C’est encore une ancienne coutume de conserver les alcyons dans des coffres, avec l’idée qu’ils préservent des vers les étoffes de laine. On n’eut peut-être pas d’autre but en les pendant au plafond des chambres. « Je crois même, ajoute Brown, qu’en les suspendant par le bec on n’a pas suivi la méthode des anciens, qui les suspendaient par le dos, afin que le bec marquât les vents. Car c’est ainsi que Kirker a décrit l’hirondelle de mer. » Disons aussi qu’autrefois, en conservant cet oiseau, on croyait que ses plumes se renouvelaient comme s’il eut été vivant, et c’est ce qu’Albert le Grand espéra inutilement dans ses expériences[1].

Outre les dons de prédire le vent et de chasser les vers, on attribue encore à l’alcyon la précieuse qualité d’enrichir son possesseur, d’entretenir l’union dans les familles et de communiquer la beauté aux femmes qui portent ses plumes.
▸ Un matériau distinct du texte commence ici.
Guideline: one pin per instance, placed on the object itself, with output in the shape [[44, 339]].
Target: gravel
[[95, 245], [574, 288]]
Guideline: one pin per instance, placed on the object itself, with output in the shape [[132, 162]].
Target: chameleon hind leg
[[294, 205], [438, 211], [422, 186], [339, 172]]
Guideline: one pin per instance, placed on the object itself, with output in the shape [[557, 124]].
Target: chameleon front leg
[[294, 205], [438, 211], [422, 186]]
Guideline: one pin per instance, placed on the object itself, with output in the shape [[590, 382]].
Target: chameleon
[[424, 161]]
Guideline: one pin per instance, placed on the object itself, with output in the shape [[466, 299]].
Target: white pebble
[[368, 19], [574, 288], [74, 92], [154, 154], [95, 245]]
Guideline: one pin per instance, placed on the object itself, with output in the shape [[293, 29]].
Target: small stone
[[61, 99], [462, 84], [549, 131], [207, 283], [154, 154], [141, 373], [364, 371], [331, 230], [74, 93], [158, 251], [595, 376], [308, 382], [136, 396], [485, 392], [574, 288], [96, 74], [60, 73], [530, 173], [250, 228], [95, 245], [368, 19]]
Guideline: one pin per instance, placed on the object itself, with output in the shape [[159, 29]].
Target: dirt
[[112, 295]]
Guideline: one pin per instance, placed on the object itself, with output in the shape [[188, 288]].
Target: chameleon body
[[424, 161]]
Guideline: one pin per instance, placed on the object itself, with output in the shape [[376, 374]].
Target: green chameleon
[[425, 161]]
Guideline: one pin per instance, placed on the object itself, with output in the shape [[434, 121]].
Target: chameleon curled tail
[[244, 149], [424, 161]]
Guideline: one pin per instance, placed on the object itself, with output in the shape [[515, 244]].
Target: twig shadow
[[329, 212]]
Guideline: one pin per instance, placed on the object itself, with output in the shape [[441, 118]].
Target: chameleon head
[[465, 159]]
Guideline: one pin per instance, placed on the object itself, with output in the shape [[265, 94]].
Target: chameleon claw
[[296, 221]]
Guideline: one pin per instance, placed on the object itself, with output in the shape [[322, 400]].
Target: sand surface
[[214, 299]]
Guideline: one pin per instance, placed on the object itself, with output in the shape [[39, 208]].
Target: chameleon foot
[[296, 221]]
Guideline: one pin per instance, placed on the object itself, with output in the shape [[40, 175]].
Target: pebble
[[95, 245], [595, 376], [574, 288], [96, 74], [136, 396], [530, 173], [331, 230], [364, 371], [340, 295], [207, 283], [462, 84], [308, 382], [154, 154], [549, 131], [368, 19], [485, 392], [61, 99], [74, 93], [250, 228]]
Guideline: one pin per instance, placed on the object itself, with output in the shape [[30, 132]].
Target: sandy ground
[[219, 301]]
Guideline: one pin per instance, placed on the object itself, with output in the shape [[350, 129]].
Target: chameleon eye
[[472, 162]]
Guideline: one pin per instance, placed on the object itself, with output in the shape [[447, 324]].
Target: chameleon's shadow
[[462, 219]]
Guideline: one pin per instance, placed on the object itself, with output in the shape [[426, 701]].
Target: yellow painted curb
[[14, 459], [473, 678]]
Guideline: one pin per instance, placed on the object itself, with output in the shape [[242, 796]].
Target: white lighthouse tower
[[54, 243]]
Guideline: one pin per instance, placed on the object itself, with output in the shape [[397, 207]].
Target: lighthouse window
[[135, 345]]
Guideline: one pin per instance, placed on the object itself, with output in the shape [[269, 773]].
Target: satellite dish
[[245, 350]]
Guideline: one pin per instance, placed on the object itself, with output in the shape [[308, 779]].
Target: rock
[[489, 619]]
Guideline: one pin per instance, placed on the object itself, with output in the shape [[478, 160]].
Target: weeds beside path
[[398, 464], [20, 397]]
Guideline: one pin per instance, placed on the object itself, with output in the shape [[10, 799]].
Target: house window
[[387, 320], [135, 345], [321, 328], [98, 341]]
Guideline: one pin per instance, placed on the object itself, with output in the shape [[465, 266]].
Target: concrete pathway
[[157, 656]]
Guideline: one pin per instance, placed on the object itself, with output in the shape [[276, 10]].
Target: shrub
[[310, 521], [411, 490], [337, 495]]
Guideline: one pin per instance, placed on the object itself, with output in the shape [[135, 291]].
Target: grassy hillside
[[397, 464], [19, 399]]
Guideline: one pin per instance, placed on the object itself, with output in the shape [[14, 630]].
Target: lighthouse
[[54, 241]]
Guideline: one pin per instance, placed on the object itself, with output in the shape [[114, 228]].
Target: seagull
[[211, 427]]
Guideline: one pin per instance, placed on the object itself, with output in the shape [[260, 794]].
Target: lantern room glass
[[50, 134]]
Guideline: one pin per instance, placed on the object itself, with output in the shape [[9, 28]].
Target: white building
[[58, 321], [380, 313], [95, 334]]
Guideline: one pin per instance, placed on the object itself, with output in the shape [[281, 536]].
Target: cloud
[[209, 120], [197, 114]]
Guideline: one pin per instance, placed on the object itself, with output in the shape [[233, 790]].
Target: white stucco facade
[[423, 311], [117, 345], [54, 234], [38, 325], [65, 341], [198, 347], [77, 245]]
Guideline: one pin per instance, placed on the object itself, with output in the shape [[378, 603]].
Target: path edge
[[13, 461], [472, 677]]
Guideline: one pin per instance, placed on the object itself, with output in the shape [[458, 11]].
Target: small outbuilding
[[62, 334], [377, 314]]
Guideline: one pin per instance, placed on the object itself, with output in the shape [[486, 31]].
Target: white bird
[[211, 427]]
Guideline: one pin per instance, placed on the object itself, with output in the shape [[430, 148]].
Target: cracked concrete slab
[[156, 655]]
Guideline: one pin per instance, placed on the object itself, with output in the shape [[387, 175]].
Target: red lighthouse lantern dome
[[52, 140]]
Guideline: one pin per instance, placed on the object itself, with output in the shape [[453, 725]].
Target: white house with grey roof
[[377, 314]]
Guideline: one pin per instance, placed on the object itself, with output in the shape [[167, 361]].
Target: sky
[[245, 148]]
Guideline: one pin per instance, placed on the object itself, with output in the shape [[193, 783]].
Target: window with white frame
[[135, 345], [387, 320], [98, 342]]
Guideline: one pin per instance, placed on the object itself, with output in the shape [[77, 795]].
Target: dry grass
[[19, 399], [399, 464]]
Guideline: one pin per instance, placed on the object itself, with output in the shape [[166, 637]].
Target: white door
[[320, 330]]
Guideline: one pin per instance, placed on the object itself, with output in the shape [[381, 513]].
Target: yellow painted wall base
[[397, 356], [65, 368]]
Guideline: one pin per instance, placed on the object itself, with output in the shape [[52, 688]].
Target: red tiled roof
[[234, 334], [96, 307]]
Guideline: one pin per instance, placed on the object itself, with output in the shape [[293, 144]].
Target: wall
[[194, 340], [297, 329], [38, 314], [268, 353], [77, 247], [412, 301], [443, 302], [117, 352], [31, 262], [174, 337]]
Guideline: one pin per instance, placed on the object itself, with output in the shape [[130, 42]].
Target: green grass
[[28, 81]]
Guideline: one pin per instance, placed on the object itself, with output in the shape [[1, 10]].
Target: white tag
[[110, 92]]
Les Tartares et les Ostiaks ont une très-grande vénération pour cet oiseau. Ils recherchent ses plumes avec empressement, les jettent dans un grand vase d’eau, gardent avec soin celles qui surnagent, persuadés qu’il suffit de loucher quelqu’un avec ces plumes pour s’en faire aimer. Quand un Ostiak est assez heureux pour posséder un alcyon, il en conserve le bec, les pattes et la peau, qu’il met dans une bourse, et, tant qu’il porte ce trésor, il se croit à l’abri de tout malheur[2]. C’est pour lui un talisman comme les fétiches des nègres. Voy. Âme damnée.


  1. Brown, Erreurs populaires, liv. III, ch. x.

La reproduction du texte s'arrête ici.